MACBETH
BY WILLIAM SHAKESPEARE
Directed by PJ Escobio
Blood will have blood
A premonition, a passionate couple, regicide, and from there the eventual slide into tyranny, insomnia and murder – “Sleep no more, MacBeth does murder sleep”. Shakespeare’s masterpiece is filled with witches, betrayal, death and revenge. Nobody survives tyranny unharmed, there is always a human cost, for some it’s their sanity for others it’s the ultimate price.
PERFORMANCE DATES
Matinée Premiere (11:00 AM): Wednesday 29 October
Evening Premiere (8:00 PM): Thursday 30 October
Further performance dates (matinée):
October 30 & 31*
December 3 & 4
January 28, 29 & 30
*includes a talkback after the performance
Further performance dates (evening):
October 30 & 31
December 3, 4 & 5
January 28 & 29
TICKETS AVAILABLE EXCLUSIVELY THROUGH
CAST
PRODUCTION TEAM
Fight Direction – John Bellomo | Intimacy Direction – Katie Gilchrist | Choreographer – Helena Polic
Education/Production Manager – James Phetterplace Jr. | Technical Director – Mike Vandercook
Sound Design & Music Composition – David Sidnev | Lighting Design – Thomas Rösener
Props Master – Dirk Conrad | Costume Manager – James Bailey
DIRECTOR'S NOTE
Tyranny has a cost. Everyone from the tyrant to the youngest child must pay that bill in some way. Fascism and autocracy are always self-consuming beasts so that the Tyrant themselves often pay with their lives. We see it throughout history; the worst regimes only die when you cut the head off the snake. The Great Terror ended when they took Robespierre’s head, Maga will die soon when it’s cult leader finally ceases to exist and the genocide in Gaza will only end when the current prime minister of Israel is no longer in office. This is a truth that history shows us time and again. Unfortunately, there is the cost the people must pay, often as victims and collateral damage inflicted by the cruelty of the self-serving tyrant. Putin now must stay at war, or he will lose his iron grip on power and the people of both Russia and Ukraine suffer because of it. Who will be next?

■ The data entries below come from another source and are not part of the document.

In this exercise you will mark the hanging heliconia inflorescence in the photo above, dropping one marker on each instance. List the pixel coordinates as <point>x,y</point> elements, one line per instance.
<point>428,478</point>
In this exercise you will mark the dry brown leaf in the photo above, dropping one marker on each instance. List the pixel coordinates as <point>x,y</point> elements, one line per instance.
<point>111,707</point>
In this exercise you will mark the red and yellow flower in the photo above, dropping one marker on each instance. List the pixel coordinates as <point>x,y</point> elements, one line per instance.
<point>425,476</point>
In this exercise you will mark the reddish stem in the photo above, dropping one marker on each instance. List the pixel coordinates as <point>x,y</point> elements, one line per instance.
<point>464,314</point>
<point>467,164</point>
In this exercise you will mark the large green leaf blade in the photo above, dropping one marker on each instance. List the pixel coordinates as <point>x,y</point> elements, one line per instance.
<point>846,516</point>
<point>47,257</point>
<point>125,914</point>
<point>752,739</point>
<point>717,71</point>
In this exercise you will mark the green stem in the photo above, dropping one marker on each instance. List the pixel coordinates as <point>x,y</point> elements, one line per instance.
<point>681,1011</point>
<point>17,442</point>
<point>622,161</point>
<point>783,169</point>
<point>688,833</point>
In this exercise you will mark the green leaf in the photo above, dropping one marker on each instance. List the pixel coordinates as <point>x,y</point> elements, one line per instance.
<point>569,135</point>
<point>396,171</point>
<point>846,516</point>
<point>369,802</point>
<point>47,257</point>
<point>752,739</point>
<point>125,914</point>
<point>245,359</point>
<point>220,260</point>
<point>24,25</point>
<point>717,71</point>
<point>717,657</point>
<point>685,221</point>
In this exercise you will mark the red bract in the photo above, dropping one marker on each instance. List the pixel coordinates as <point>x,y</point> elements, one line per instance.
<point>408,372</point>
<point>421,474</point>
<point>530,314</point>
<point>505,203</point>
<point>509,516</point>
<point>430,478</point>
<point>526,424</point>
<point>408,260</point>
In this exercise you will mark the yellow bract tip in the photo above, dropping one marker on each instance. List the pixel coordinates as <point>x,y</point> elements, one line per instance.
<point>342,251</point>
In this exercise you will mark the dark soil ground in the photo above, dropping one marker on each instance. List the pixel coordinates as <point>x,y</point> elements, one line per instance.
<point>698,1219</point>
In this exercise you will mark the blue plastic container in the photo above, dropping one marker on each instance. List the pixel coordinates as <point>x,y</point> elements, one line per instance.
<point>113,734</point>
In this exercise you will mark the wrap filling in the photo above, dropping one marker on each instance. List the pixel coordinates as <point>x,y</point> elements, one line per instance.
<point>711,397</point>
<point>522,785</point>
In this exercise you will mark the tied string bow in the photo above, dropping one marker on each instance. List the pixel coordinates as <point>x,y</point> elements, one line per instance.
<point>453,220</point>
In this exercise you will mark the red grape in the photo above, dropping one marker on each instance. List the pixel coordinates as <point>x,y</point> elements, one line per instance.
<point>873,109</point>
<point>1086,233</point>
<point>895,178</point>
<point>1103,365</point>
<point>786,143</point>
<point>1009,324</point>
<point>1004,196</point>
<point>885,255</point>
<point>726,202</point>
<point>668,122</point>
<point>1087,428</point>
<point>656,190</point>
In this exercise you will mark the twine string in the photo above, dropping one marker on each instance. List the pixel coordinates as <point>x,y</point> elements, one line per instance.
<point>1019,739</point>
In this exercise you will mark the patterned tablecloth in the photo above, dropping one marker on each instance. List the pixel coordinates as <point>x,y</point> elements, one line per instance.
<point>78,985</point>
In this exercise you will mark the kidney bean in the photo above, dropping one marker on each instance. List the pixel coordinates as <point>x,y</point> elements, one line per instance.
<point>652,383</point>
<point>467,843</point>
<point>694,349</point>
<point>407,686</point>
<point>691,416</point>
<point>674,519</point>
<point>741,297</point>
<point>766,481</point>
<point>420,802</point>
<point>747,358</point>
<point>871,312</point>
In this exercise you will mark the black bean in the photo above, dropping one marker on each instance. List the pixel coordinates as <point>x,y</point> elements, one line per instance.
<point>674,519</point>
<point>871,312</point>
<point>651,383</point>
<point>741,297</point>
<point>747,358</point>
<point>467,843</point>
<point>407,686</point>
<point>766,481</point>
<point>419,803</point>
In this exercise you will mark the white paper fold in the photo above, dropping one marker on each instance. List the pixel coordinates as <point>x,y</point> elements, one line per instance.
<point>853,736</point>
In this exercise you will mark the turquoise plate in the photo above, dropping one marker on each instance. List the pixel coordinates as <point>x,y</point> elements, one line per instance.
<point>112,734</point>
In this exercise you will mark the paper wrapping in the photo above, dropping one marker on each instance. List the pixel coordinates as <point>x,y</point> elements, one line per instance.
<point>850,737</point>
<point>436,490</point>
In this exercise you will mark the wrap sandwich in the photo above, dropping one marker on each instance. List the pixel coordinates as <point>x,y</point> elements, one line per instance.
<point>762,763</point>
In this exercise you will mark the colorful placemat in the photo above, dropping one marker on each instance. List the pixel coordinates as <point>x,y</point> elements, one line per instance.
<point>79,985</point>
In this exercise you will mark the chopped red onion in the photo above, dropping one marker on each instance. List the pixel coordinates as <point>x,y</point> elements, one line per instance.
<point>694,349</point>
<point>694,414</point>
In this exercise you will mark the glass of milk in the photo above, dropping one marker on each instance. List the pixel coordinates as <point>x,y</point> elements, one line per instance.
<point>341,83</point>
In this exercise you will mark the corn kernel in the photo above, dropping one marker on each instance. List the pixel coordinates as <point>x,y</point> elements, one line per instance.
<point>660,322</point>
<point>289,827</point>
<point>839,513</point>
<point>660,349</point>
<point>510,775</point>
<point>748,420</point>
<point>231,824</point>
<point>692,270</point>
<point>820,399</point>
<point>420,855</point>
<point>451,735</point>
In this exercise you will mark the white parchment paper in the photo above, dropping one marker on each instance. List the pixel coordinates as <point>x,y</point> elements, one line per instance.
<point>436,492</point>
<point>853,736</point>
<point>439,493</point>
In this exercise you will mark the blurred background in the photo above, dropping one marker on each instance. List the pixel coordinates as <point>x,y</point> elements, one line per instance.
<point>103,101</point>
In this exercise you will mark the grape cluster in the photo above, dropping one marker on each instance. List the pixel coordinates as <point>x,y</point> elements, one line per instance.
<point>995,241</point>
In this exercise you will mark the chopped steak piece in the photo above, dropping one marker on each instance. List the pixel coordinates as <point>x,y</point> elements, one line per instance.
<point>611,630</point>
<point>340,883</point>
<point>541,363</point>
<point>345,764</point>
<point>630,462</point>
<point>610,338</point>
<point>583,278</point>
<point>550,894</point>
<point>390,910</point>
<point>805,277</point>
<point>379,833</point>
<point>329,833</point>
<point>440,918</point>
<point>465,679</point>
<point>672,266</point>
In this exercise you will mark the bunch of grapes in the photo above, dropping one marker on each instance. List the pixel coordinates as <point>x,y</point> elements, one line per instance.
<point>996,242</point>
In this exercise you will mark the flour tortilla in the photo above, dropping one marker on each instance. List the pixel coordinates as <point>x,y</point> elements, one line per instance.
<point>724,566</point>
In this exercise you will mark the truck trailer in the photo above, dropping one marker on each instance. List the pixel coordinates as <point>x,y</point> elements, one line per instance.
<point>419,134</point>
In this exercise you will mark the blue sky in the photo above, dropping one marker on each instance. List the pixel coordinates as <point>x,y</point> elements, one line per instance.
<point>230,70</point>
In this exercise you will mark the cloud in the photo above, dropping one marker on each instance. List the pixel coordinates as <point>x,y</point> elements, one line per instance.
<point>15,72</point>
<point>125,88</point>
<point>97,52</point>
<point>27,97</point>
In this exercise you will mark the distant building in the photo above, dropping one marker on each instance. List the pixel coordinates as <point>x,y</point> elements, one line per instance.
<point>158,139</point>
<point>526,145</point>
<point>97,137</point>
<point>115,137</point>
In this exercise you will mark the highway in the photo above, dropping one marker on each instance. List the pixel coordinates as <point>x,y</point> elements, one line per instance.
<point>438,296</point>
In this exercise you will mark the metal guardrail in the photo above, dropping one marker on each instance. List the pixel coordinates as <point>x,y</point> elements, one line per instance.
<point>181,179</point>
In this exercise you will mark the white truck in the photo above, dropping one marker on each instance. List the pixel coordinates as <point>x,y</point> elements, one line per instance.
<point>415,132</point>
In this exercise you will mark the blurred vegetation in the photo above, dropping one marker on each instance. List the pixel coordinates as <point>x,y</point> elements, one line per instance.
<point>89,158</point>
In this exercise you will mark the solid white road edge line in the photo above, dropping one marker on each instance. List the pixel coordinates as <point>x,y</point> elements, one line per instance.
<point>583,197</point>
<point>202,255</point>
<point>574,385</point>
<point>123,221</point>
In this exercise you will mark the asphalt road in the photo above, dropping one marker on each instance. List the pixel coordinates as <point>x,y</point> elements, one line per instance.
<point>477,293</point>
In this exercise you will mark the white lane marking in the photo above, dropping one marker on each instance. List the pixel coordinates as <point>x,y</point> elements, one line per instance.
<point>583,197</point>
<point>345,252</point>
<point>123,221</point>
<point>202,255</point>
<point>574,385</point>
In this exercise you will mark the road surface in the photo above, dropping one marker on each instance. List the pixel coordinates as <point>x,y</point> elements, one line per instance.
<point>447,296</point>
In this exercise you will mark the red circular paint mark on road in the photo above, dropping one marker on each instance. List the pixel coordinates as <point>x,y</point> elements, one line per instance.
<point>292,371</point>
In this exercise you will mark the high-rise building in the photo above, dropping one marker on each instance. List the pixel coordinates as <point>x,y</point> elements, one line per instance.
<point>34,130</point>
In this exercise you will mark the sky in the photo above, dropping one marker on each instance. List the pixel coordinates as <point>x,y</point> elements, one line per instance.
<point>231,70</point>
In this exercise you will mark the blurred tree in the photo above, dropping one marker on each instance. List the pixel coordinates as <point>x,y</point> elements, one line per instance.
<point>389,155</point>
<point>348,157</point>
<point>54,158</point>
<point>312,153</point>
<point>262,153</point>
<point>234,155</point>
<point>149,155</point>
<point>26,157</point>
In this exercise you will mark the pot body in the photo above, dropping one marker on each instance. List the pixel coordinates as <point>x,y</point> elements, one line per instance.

Shakespeare lived in a time of autocracy and knew all too well the effects of living under the yoke of oppression, censorship was strong and one wrong rhyming couplet could get you put in the Tower for an extended stay. Macbeth is a tyrant of his own making; he has free will and chooses to be the perpetrator of violence and cruelty to stay in power. Like all tyrants, in the end he fails. The cost of doing the right thing and fighting back against tyranny has many permutations, sometimes it’s with resources, sometimes, it’s one’s sanity and many times the cost is in blood. This production focuses on the cost and hopefully reminds our audiences that there is light and hope, but chaos, represented by the witches, is always ready to come back and rear its ugly head to help create an environment rich for tyrants to gain control and subjugate our societies. Now is a time of tyranny, we must have empathy and we must fight for all to keep the cyclical nature of evil at bay once again.